Even Billy Pilgrim spends a lot of time in his later years trying to convince others that the aliens exist and the passage of time is an illusion – but why would it matter what people thought if the future was already fixed? Twice in the book Vonnegut quotes the serenity prayer: “God grant me the serenity to accept the things I cannot change, courage to change the things I can, and wisdom always to tell the difference.” (pp. 60 and 209). But Vonnegut’s philosophy would claim that change is never possible, so courage is never called for, only serenity.

Vonnegut’s writing style is like Hemingway’s: short declarative sentences. Vonnegut spent some time as a journalist before he turned to fiction, and it shows. But Hemingway’s terseness is a cover for strong emotions below the surface. Vonnegut’s prose doesn’t conceal anything; it’s all surface. If anything, manly Hemingway is the more poetic.

The book is divided into 10 chapters, but the divisions seem fairly arbitrary, and the chapters themselves are further divided into many short segments that range widely over time and space as Billy Pilgrim involuntarily time-travels to different parts of his life.

Many of Vonnegut’s stable of stock characters appear in this novel: Eliot Rosewater (who was the lead character of Vonnegut’s previous novel, God Bless You, Mr. Rosewater), Howard W. Campbell, Jr. (who was the lead character of Vonnegut’s third novel, Mother Night); and Kilgore Trout, a science-fiction writer. Even the Tralfamadorians appeared before in Vonnegut’s second novel, Sirens of Titan.
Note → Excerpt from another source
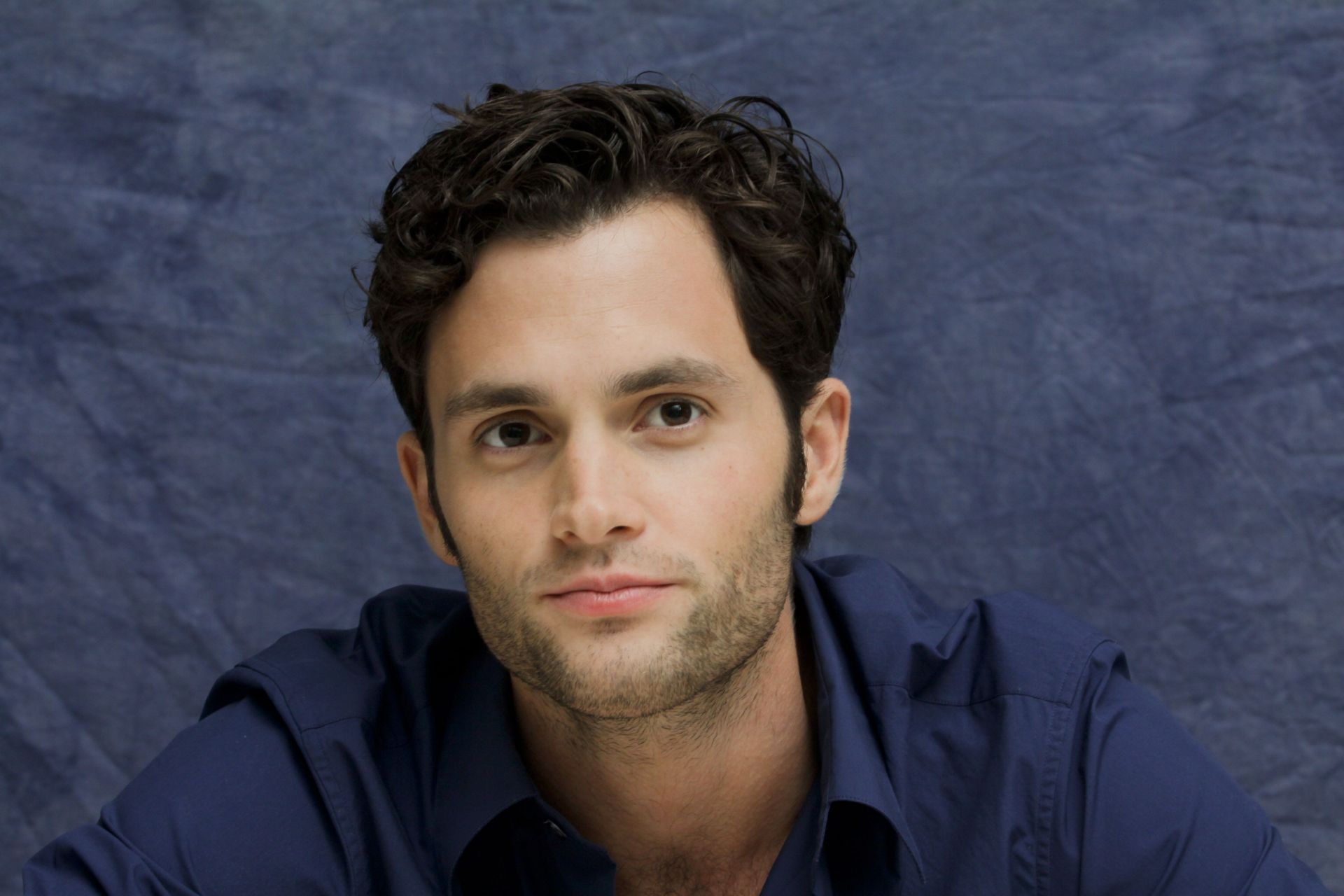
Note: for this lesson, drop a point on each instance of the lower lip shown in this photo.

The swirling around and re-use of characters and ideas from book to book resembles the structure of Slaughter-House Five itself, and, I suppose, represents Vonnegut’s unified view of existence At first it feels comforting, a self-contained world, manageable, knowable, nothing to strive for or fret about, no need to fear death. Eventually, though, a fixed future begins to feel oppressive. As I grew out of my teens and began to read more Vonnegut I began to want to break free of his hermetic philosophy. It turns out I did want a cause. I wanted something to work on and something I could meaningfully contribute to. I wasn’t so concerned about death, but I did want something I could live for.

After the war Eliot Rosewater and Billy Pilgrim are recuperating in a military hospital and discovering the science fiction novels of Kilgore Trout. Vonnegut writes:

“Rosewater said an interesting thing to Billy one time about a book that wasn’t science fiction. He said that everything there was to know about life was in The Brother’s Karamazov by Feodor Dostoevsky. “But that isn’t enough any more,” said Rosewater.” (p. 101)

I’m glad to have more books to read than just The Brother’s Karamazov. Of course Dostoevsky knew nothing of World War II. And Slaughter-House Five is a worthy addition to any bookshelf. But it’s an addition that is also a subtraction, saying no to the complexity and the purpose and meaning of life shown by Dostoevsky and Hemingway. Post World War II, and even post-Vietnam, I disagree with Vonnegut’s, “no.” Life requires both serenity and courage, and wisdom always to tell the difference.